Note that a ranking was not necessary for a club to participate in European competition. For example, among the 20 clubs in the 2011–12 European Challenge Cup, only nine had a ranking at the start of that season. To be ranked, a club must have, in the previous four seasons, either (1) participated in the Heineken Cup or (2) advanced from the pool stage of the Challenge Cup.

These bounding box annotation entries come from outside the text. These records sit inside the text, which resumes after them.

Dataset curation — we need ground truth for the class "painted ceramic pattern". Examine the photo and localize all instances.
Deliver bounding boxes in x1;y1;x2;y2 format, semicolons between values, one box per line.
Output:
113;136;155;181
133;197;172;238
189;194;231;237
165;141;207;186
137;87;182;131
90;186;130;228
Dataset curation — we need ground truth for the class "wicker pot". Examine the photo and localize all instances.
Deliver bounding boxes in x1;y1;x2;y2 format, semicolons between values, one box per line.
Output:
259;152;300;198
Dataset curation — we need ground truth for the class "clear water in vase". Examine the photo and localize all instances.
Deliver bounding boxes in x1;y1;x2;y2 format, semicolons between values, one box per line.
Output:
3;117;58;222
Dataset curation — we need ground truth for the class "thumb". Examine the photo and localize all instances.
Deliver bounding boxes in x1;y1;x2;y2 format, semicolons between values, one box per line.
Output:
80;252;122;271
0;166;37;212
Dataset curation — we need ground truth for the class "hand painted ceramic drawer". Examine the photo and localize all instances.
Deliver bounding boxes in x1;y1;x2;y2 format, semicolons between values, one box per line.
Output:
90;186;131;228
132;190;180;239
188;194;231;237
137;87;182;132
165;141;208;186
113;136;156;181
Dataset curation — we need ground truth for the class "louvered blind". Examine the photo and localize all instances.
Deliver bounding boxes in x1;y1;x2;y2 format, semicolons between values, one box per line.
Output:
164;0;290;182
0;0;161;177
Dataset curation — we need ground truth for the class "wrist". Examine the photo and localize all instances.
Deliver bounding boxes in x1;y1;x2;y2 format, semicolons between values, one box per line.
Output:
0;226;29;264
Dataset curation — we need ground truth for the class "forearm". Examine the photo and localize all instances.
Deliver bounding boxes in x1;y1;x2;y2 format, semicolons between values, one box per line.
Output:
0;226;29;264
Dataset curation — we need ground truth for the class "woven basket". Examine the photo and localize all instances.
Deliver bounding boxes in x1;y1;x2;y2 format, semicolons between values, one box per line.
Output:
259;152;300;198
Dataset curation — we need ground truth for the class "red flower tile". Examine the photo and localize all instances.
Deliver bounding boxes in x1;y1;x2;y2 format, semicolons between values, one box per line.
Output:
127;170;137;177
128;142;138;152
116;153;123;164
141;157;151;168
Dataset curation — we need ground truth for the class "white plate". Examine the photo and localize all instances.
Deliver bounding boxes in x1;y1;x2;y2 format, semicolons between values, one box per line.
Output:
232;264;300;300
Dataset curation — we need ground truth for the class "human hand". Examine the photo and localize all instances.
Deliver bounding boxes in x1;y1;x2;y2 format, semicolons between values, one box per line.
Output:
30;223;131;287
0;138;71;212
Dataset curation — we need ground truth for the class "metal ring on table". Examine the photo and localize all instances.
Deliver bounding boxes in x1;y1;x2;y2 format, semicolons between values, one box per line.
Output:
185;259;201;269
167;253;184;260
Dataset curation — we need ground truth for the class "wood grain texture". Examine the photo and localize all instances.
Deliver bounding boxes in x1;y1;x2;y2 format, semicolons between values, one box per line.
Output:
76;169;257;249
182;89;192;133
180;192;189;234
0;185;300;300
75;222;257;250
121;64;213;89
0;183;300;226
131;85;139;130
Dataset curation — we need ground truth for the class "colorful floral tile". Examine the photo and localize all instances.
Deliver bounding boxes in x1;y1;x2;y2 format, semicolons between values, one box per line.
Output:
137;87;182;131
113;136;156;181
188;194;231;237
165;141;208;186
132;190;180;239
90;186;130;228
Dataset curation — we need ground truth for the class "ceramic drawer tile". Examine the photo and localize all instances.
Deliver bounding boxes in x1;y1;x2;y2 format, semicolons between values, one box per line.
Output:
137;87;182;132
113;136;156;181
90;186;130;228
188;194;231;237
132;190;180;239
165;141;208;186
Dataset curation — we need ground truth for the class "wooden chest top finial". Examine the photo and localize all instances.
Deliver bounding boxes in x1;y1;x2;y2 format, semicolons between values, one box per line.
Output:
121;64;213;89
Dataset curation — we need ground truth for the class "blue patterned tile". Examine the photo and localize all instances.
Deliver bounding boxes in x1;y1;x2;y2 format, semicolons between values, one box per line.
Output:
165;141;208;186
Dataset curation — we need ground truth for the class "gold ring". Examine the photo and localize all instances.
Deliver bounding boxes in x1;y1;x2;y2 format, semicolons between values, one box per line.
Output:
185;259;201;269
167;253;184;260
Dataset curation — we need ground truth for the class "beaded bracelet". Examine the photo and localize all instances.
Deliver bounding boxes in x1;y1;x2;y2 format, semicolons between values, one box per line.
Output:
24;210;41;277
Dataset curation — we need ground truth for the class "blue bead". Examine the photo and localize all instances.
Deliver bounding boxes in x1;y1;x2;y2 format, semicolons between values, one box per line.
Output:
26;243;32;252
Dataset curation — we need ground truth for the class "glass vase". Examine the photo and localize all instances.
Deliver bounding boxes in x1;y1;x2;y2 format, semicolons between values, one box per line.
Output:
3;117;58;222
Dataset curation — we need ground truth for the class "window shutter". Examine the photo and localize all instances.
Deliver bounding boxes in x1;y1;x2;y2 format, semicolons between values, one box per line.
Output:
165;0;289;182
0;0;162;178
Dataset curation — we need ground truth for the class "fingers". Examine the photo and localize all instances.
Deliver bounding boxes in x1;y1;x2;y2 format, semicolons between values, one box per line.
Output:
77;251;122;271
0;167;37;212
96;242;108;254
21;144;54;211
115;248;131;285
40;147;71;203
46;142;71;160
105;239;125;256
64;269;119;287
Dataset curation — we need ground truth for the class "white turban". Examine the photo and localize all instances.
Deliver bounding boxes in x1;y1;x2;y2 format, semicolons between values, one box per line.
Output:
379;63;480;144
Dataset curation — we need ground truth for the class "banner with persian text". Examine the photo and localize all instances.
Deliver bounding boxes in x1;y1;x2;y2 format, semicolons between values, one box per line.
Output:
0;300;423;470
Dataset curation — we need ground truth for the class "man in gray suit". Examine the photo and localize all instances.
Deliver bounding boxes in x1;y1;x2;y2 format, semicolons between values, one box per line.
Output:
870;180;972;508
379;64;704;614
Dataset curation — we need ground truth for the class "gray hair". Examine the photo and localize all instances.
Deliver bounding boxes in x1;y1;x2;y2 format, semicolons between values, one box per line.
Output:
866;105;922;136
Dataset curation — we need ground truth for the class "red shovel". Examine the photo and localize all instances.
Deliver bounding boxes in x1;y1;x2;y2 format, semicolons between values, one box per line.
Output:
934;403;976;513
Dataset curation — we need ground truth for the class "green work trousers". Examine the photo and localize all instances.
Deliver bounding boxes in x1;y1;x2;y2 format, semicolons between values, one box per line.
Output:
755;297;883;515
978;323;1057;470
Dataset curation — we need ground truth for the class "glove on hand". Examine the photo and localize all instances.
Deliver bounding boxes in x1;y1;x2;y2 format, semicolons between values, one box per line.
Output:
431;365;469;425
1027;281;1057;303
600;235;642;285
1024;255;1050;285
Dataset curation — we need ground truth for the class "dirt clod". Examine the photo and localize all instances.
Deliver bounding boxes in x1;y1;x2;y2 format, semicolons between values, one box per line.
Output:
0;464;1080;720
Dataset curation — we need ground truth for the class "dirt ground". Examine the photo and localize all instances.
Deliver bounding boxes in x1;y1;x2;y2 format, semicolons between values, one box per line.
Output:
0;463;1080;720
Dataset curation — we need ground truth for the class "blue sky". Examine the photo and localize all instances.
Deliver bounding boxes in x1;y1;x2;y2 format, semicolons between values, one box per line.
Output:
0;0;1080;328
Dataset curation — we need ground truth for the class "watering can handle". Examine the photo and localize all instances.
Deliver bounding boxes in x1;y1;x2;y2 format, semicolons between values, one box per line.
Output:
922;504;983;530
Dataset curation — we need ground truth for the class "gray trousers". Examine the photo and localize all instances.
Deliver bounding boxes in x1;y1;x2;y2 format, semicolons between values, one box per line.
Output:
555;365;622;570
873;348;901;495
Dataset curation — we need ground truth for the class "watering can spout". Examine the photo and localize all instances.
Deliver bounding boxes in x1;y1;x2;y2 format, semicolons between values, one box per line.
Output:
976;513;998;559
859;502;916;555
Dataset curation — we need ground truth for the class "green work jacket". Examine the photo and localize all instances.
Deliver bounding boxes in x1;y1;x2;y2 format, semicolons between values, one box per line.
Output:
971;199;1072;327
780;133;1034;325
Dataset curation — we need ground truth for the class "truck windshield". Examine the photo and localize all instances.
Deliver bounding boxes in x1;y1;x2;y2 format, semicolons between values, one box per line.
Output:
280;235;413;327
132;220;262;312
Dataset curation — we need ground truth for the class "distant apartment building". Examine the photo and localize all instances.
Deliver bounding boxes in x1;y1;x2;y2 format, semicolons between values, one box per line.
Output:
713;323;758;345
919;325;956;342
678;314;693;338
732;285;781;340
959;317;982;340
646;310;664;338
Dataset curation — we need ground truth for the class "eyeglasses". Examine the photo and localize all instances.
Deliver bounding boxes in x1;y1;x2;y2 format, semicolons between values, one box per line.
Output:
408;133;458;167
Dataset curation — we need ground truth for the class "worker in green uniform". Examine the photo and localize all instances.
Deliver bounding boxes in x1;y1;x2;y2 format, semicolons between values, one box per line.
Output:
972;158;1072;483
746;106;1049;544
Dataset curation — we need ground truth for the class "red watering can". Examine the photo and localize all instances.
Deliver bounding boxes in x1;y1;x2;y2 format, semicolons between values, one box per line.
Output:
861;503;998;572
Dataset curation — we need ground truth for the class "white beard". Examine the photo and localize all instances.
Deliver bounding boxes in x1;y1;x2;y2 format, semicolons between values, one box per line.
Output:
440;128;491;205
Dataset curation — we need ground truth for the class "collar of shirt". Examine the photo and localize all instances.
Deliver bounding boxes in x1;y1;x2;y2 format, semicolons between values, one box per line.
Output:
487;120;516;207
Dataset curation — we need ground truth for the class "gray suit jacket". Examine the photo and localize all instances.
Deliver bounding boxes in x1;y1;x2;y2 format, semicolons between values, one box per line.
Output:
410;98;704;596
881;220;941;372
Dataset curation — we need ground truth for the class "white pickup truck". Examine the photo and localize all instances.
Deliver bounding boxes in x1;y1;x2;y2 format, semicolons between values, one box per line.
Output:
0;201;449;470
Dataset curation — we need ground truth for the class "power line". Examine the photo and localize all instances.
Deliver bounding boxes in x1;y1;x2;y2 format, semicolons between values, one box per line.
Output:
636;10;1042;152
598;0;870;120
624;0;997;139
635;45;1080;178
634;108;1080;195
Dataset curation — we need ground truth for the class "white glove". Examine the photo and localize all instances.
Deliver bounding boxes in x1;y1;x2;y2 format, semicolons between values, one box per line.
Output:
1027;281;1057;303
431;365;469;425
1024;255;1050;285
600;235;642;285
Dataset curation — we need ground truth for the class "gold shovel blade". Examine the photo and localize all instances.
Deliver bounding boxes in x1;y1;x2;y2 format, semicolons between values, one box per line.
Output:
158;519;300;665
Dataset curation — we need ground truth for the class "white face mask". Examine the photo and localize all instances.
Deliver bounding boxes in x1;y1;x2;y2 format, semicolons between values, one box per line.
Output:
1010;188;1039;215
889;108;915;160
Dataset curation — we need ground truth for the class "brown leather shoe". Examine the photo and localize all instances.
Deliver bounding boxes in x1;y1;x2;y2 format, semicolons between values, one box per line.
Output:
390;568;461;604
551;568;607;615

==Points Criteria (Historical)==
The following criteria were used to calculate points for the European Rugby Club Rankings from 2008–09 to 2013–14. These are no longer in use but are included for historical reference.

Heineken Cup

| Place | Points | Total Points |
|---|---|---|
| Winner | +2 | 10/11 |
| Finalist | +2 | 8/9 |
| Semi-finalist | +2 | 6/7 |
| Quarter-finalist | +1 | 4/5 |
| Pool winner | 4 |  |
| Pool runner-up | 3 |  |
| Pool 3rd place | 2 |  |
| Pool 4th place | 1 |  |

Pool winners earned the higher of the two figures given for the knockout stages, while pool runners-up received the lower figure.

European Challenge Cup

| Place | ECC Team Points | Total | Heineken Cup Team Points | Total |
|---|---|---|---|---|
| Winner | +1 | 6 | +1 | 6 |
| Finalist | +1 | 5 | +1 | 5 |
| Semi-finalist | +2 | 4 | +1 | 4 |
| Quarter-finalist | 2 | 2 | 0^{*} | 3 |

^{*}Heineken Cup teams will have picked up 3 points by finishing runner-up in their Heineken Cup pool

==Current Structure (2024–25 Season)==
The Investec Champions Cup and EPCR Challenge Cup, organized by EPCR, are the current premier club rugby competitions in Europe. The Investec Champions Cup, which succeeded the Heineken Cup in 2014–15, is the top-tier competition, while the EPCR Challenge Cup is the second-tier competition. For the 2024–25 season, 24 clubs compete in the Champions Cup, with eight teams each from the Premiership, Top 14, and United Rugby Championship (URC). The final qualification spot is awarded to the winner of the previous season’s Challenge Cup, which for 2024–25 was the Sharks, displacing the eighth-placed URC team, Ospreys.

Teams are drawn into four pools of six, with each team playing four matches against teams from other leagues (two home, two away). The top four teams from each pool advance to the knockout stage, with the top two per pool earning home advantage in the round of 16. The fifth-placed teams drop into the Challenge Cup knockout rounds, while the sixth-placed teams are eliminated. Points are awarded as follows: 4 for a win, 2 for a draw, 1 bonus point for scoring four or more tries, and 1 bonus point for losing by seven points or fewer. In the 2024–25 season, no Welsh teams qualified for the Champions Cup, a first since the competition’s inception in 1995.

The 2024–25 Champions Cup final was won by Union Bordeaux Bègles, who defeated Northampton Saints 28–20 on 24 May 2025 at the Millennium Stadium in Cardiff, marking their first title. Winger Damian Penaud was named the best player of the tournament, setting a record with 14 tries. Defending champions Stade Toulousain and three-time finalists Leinster were eliminated in the semi-finals by Bordeaux Bègles and Northampton Saints, respectively.

The EPCR Challenge Cup follows a similar format, with 18 teams in three pools of six, playing four matches each. The top four teams per pool advance to the knockout stage, joined by the four fifth-placed teams from the Champions Cup. The 2024–25 Challenge Cup final was refereed by Hollie Davidson, the first female referee to officiate an EPCR final, overseeing the match between Bath and Lyon.